On Sun, Apr 13, 2008 at 12:50 PM, Alvin Penner <penner@...1856...> wrote:
- paste using absolute coordinates, not relative to mouse.
- transfer only 'path' node info, and within the path node transfer only
the 'd' attribute, and the 'transform' attribute, not the 'style' attribute.
No, for a typical user there's no separate "transform". Any command that treats path data separately from transform will give unexplainably weird results for such a user. It's a very specialized functionality.
- if the path id already exists, then overwrite it, but only 'd' and
'transform', not 'style'.
That is very specialized too. Users don't care and don't know about ids. For them, this command will just act weird and unpredictable.

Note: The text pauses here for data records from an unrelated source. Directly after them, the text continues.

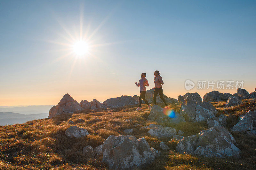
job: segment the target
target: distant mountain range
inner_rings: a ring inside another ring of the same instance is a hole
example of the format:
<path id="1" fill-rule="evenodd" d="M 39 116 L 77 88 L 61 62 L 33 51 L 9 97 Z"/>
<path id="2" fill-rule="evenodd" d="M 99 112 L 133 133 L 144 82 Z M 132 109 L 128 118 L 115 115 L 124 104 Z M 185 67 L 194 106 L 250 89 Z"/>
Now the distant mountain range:
<path id="1" fill-rule="evenodd" d="M 0 112 L 13 112 L 25 115 L 46 113 L 49 112 L 52 106 L 52 105 L 0 106 Z"/>
<path id="2" fill-rule="evenodd" d="M 13 112 L 0 112 L 0 125 L 24 123 L 28 121 L 47 118 L 49 115 L 48 113 L 24 115 Z"/>

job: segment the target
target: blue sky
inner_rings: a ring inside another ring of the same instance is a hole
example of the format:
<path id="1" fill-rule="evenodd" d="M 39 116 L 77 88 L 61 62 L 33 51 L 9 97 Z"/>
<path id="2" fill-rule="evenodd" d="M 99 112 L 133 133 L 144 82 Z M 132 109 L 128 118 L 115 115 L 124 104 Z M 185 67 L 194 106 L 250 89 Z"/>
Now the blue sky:
<path id="1" fill-rule="evenodd" d="M 142 72 L 153 87 L 155 70 L 173 98 L 188 79 L 242 80 L 254 91 L 256 2 L 138 1 L 0 1 L 0 105 L 132 96 Z M 108 45 L 60 59 L 68 51 L 56 42 L 79 38 L 81 16 L 92 44 Z"/>

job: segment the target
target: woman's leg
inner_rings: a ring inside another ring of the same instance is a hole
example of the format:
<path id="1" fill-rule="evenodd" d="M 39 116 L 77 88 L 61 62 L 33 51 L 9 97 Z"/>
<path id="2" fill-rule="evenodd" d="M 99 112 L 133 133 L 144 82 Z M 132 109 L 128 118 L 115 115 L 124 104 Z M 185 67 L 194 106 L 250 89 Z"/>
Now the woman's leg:
<path id="1" fill-rule="evenodd" d="M 140 97 L 141 97 L 143 101 L 145 102 L 145 103 L 146 103 L 146 104 L 148 105 L 148 106 L 149 105 L 149 104 L 148 103 L 148 100 L 147 100 L 146 98 L 145 98 L 145 94 L 146 93 L 146 91 L 142 91 L 140 93 Z"/>
<path id="2" fill-rule="evenodd" d="M 140 92 L 140 97 L 139 97 L 139 107 L 141 107 L 141 103 L 142 103 L 142 101 L 141 101 L 141 92 L 143 91 Z"/>
<path id="3" fill-rule="evenodd" d="M 157 95 L 157 93 L 158 93 L 158 88 L 155 88 L 154 89 L 154 93 L 153 95 L 153 101 L 154 101 L 154 105 L 156 104 L 156 96 Z"/>
<path id="4" fill-rule="evenodd" d="M 160 96 L 160 98 L 163 101 L 164 103 L 164 104 L 165 105 L 165 106 L 167 106 L 167 104 L 166 104 L 165 100 L 164 99 L 164 97 L 163 96 L 163 88 L 159 88 L 159 95 Z"/>

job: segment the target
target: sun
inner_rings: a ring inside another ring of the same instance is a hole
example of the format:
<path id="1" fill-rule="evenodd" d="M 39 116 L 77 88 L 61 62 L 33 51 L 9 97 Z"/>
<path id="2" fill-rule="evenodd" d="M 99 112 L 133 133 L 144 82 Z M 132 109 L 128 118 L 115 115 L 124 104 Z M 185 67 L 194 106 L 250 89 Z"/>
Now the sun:
<path id="1" fill-rule="evenodd" d="M 87 54 L 89 48 L 88 44 L 82 40 L 75 42 L 73 46 L 74 52 L 76 55 L 79 56 L 85 55 Z"/>

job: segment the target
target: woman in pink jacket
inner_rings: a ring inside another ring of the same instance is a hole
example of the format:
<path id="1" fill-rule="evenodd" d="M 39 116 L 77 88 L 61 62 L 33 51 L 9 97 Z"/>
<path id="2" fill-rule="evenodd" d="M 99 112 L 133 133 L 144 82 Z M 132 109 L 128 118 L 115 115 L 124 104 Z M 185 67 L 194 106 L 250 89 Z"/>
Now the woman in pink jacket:
<path id="1" fill-rule="evenodd" d="M 162 100 L 164 103 L 165 106 L 167 106 L 167 104 L 166 104 L 165 100 L 164 100 L 163 96 L 162 85 L 164 84 L 164 82 L 163 81 L 162 77 L 159 74 L 159 71 L 157 70 L 155 71 L 154 73 L 154 75 L 155 76 L 154 77 L 155 87 L 154 88 L 154 93 L 153 96 L 154 104 L 156 104 L 156 96 L 159 93 L 159 95 L 160 96 L 160 98 Z"/>
<path id="2" fill-rule="evenodd" d="M 139 83 L 137 84 L 136 81 L 135 83 L 135 84 L 138 87 L 140 87 L 140 97 L 139 98 L 139 101 L 140 105 L 139 107 L 137 108 L 136 110 L 140 110 L 141 109 L 141 103 L 142 101 L 141 101 L 141 99 L 143 99 L 143 101 L 145 102 L 145 103 L 148 105 L 148 109 L 150 110 L 151 108 L 151 105 L 150 105 L 148 101 L 145 99 L 145 94 L 146 93 L 147 89 L 146 89 L 146 86 L 149 86 L 148 85 L 148 80 L 145 78 L 145 77 L 146 77 L 147 75 L 145 73 L 143 73 L 141 74 L 141 78 L 139 81 Z"/>

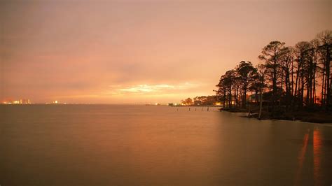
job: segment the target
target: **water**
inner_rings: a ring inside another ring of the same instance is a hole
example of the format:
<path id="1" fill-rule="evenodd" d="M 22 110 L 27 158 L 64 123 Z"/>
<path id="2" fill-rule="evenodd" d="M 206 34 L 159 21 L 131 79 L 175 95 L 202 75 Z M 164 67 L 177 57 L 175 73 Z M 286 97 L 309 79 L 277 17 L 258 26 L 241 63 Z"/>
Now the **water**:
<path id="1" fill-rule="evenodd" d="M 331 126 L 188 110 L 0 106 L 0 185 L 332 184 Z"/>

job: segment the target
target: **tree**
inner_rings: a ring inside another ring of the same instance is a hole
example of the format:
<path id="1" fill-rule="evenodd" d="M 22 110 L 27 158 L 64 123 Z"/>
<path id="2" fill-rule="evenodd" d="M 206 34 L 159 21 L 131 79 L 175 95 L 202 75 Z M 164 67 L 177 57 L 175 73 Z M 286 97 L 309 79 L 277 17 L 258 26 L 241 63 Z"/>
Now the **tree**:
<path id="1" fill-rule="evenodd" d="M 242 87 L 241 105 L 242 108 L 245 108 L 248 85 L 249 84 L 250 80 L 253 79 L 253 77 L 255 75 L 256 69 L 252 66 L 251 62 L 246 62 L 244 61 L 242 61 L 236 68 L 236 72 L 240 77 Z"/>
<path id="2" fill-rule="evenodd" d="M 283 42 L 271 41 L 262 49 L 261 55 L 258 56 L 258 58 L 265 62 L 266 76 L 272 83 L 271 87 L 272 91 L 272 110 L 279 96 L 277 83 L 280 73 L 280 61 L 286 50 L 284 45 L 285 43 Z"/>

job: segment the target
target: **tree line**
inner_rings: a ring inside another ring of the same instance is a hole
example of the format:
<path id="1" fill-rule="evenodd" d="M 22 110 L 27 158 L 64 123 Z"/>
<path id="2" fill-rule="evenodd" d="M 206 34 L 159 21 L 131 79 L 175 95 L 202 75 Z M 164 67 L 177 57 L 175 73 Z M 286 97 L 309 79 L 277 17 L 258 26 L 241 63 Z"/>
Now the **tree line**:
<path id="1" fill-rule="evenodd" d="M 264 104 L 272 113 L 280 110 L 331 110 L 331 48 L 330 30 L 295 46 L 271 41 L 263 48 L 259 64 L 242 61 L 221 76 L 216 85 L 217 99 L 229 108 L 246 108 L 255 103 L 260 106 L 260 115 Z"/>

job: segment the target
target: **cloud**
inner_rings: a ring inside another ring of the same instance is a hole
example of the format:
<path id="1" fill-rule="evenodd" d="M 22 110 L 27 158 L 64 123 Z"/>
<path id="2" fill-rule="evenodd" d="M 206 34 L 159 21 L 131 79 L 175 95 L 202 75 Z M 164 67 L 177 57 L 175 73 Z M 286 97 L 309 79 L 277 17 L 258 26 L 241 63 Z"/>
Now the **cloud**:
<path id="1" fill-rule="evenodd" d="M 137 85 L 131 86 L 110 85 L 111 90 L 106 92 L 106 94 L 171 94 L 172 92 L 188 90 L 197 87 L 195 84 L 185 83 L 180 85 L 156 84 L 156 85 Z"/>

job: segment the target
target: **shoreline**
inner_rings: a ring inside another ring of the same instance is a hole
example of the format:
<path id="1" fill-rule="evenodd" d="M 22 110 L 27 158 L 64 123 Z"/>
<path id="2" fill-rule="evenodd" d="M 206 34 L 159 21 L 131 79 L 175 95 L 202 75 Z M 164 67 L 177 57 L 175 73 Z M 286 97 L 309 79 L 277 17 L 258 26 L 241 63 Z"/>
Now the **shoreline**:
<path id="1" fill-rule="evenodd" d="M 291 122 L 300 122 L 305 123 L 321 124 L 328 126 L 332 126 L 332 115 L 323 112 L 311 113 L 308 111 L 296 111 L 292 113 L 282 114 L 278 117 L 271 116 L 270 112 L 262 111 L 262 115 L 260 119 L 258 118 L 258 113 L 256 112 L 249 114 L 247 109 L 244 108 L 231 108 L 223 109 L 220 111 L 225 111 L 229 113 L 246 113 L 247 115 L 243 115 L 247 118 L 255 118 L 258 120 L 279 120 L 279 121 L 291 121 Z"/>

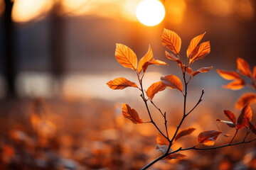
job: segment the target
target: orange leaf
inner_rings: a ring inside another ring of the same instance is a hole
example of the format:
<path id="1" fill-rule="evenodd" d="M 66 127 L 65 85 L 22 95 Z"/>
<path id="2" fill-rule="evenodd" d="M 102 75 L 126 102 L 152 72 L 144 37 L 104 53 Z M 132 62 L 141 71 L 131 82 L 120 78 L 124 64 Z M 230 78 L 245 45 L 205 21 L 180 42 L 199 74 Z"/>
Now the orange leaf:
<path id="1" fill-rule="evenodd" d="M 167 58 L 169 58 L 169 60 L 174 60 L 175 62 L 176 62 L 178 64 L 182 64 L 181 61 L 179 60 L 179 58 L 178 58 L 177 57 L 176 57 L 174 55 L 171 54 L 171 53 L 169 53 L 168 52 L 166 51 L 166 56 Z"/>
<path id="2" fill-rule="evenodd" d="M 256 66 L 253 67 L 253 74 L 252 74 L 253 78 L 256 79 Z"/>
<path id="3" fill-rule="evenodd" d="M 192 40 L 191 41 L 191 42 L 188 45 L 188 50 L 187 50 L 188 58 L 191 55 L 193 50 L 196 47 L 196 46 L 198 45 L 200 41 L 202 40 L 202 38 L 203 38 L 203 35 L 205 34 L 206 34 L 206 32 L 203 34 L 199 35 L 198 36 L 196 36 L 192 39 Z"/>
<path id="4" fill-rule="evenodd" d="M 164 90 L 166 88 L 161 81 L 152 84 L 147 89 L 146 94 L 146 96 L 152 100 L 154 95 L 158 92 Z"/>
<path id="5" fill-rule="evenodd" d="M 115 57 L 119 63 L 124 67 L 131 68 L 136 71 L 137 58 L 135 53 L 122 44 L 116 44 Z"/>
<path id="6" fill-rule="evenodd" d="M 229 120 L 230 120 L 234 125 L 236 123 L 236 118 L 234 113 L 230 110 L 224 110 L 224 115 L 227 117 Z"/>
<path id="7" fill-rule="evenodd" d="M 167 160 L 173 159 L 182 159 L 186 156 L 185 154 L 178 154 L 178 153 L 174 153 L 171 154 L 169 154 L 166 157 L 164 157 L 164 159 Z"/>
<path id="8" fill-rule="evenodd" d="M 252 120 L 252 112 L 249 105 L 245 106 L 239 115 L 237 123 L 237 130 L 242 129 L 244 127 L 249 128 L 249 121 Z"/>
<path id="9" fill-rule="evenodd" d="M 195 130 L 196 130 L 196 128 L 186 128 L 185 130 L 182 130 L 179 133 L 178 133 L 178 135 L 175 137 L 175 140 L 177 140 L 178 139 L 181 138 L 181 137 L 191 135 Z"/>
<path id="10" fill-rule="evenodd" d="M 240 78 L 239 74 L 235 72 L 220 69 L 216 69 L 216 71 L 220 74 L 220 76 L 226 80 L 239 79 Z"/>
<path id="11" fill-rule="evenodd" d="M 250 77 L 252 72 L 250 69 L 249 64 L 242 58 L 237 59 L 237 65 L 238 71 L 244 76 Z"/>
<path id="12" fill-rule="evenodd" d="M 235 103 L 235 108 L 241 109 L 245 105 L 250 105 L 253 103 L 256 103 L 256 94 L 255 93 L 249 92 L 240 97 Z"/>
<path id="13" fill-rule="evenodd" d="M 212 146 L 220 133 L 221 132 L 216 130 L 203 131 L 201 132 L 198 137 L 198 143 L 207 146 Z"/>
<path id="14" fill-rule="evenodd" d="M 139 74 L 142 70 L 142 67 L 145 64 L 145 62 L 150 62 L 153 59 L 153 52 L 151 47 L 149 47 L 149 50 L 146 54 L 139 60 L 138 65 L 138 72 Z"/>
<path id="15" fill-rule="evenodd" d="M 129 118 L 135 124 L 143 123 L 142 120 L 139 118 L 137 111 L 134 109 L 131 108 L 127 104 L 122 104 L 122 113 L 124 118 Z"/>
<path id="16" fill-rule="evenodd" d="M 159 133 L 159 135 L 157 135 L 156 142 L 160 146 L 169 146 L 170 144 L 169 142 L 166 140 L 166 138 L 165 138 L 161 133 Z"/>
<path id="17" fill-rule="evenodd" d="M 129 86 L 138 88 L 138 86 L 124 77 L 119 77 L 107 83 L 107 86 L 113 90 L 120 90 Z"/>
<path id="18" fill-rule="evenodd" d="M 164 28 L 161 35 L 161 42 L 174 54 L 178 55 L 181 47 L 181 39 L 176 33 Z"/>
<path id="19" fill-rule="evenodd" d="M 210 53 L 210 41 L 201 43 L 192 52 L 191 58 L 189 60 L 189 64 L 198 59 L 204 58 L 208 54 Z"/>
<path id="20" fill-rule="evenodd" d="M 161 76 L 161 81 L 166 86 L 171 89 L 176 89 L 179 90 L 181 93 L 183 93 L 183 84 L 180 79 L 178 79 L 177 76 L 174 75 Z"/>
<path id="21" fill-rule="evenodd" d="M 245 85 L 245 81 L 243 79 L 235 79 L 233 81 L 223 86 L 225 89 L 230 89 L 231 90 L 239 90 L 243 88 Z"/>
<path id="22" fill-rule="evenodd" d="M 234 124 L 233 122 L 226 121 L 226 120 L 222 120 L 220 119 L 216 119 L 215 120 L 221 122 L 221 123 L 225 123 L 225 124 L 227 124 L 230 128 L 235 128 L 235 124 Z"/>
<path id="23" fill-rule="evenodd" d="M 145 72 L 148 66 L 149 65 L 151 65 L 151 64 L 155 64 L 155 65 L 168 65 L 166 62 L 162 62 L 162 61 L 160 61 L 159 60 L 155 60 L 154 59 L 153 59 L 152 61 L 151 62 L 145 62 L 144 64 L 144 65 L 142 66 L 142 69 L 143 69 L 143 72 Z"/>
<path id="24" fill-rule="evenodd" d="M 211 69 L 213 68 L 213 67 L 202 67 L 198 70 L 196 70 L 196 72 L 194 72 L 192 74 L 192 76 L 196 76 L 196 74 L 198 74 L 198 73 L 201 72 L 209 72 Z"/>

So, I don't think it's a good idea overall. However, there's another command that needs to be implemented and that will give you, more or less, the functionality you need. It's copy/pasting nodes: in Node tool, pressing ctrl+c with some nodes selected, these nodes must be copied to some special storage; and when you press ctrl+v with some nodes selected, these nodes must be replaced with pasted nodes, correspondingly moved and probably rotated to fit the path in the new place. If you're replacing all nodes of an object, no such move/rotation is necessary. Then, pasting path data from another application would be done like this: select target object, switch to node tool, select all nodes and press ctrl+v.